CI = (na - nd)(na + nd)
From the results, we observe a class imbalance where the married class is 21% more represented than other classes. We also observe that the married class is 2.8% less likely to subscribe to a bank term deposit.
SageMaker Clarify#
Follow this notebook to understand how to use SageMaker Clarify to detect bias pre-training and post-training.

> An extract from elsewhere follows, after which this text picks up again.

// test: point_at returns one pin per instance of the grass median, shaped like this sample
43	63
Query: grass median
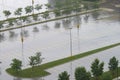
39	71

Inspect male versus female representation in label
training_data["Sex"].value_counts().sort_values().plot(kind="bar", title="Counts of Sex", rot=0)
Inspect male versus female representation in possible label
training_data["Sex"].where(training_data["Target"] == ">50K").value_counts().sort_values().plot(kind="bar", title="Counts of Sex earning >$50K", rot=0)
Create SageMaker Clarify Processor
clarify_processor = clarify.SageMakerClarifyProcessor(role=role,instance_count=1,instance_type="ml.m5.xlarge",sagemaker_session=sagemaker_session)
Create Writing DataConfig which communicates some basic information about data I/O to SageMaker Clarify.
bias_report_output_path = "s3://{}/{}/clarify-bias".format(bucket, prefix)bias_data_config = clarify.DataConfig(s3_data_input_path=train_uri,s3_output_path=bias_report_output_path,label="Target",headers=training_data.columns.to_list(),dataset_type="text/csv",)
Create Writing ModelConfig which is an object communicates information about your trained model.
model_config = clarify.ModelConfig(model_name=model_name,instance_type="ml.m5.xlarge",instance_count=1,accept_type="text/csv",content_type="text/csv",)
Create Writing ModelPredictedLabelConfig provides information on the format of your predictions
predictions_config = clarify.ModelPredictedLabelConfig(probability_threshold=0.8)
Create Writing BiasConfig contains configuration values for detecting bias using a Clarify container.
bias_config = clarify.BiasConfig(label_values_or_threshold=[1],facet_name="Sex",facet_values_or_threshold=[0],group_name="Age")
Run the Clarify Processor to get bias information of post-training and pre-training
clarify_processor.run_bias(data_config=bias_data_config,bias_config=bias_config,model_config=model_config,model_predicted_label_config=predictions_config,pre_training_methods="all",post_training_methods="all",)
Finally, you can find the bias report in SageMaker Studio Experiments.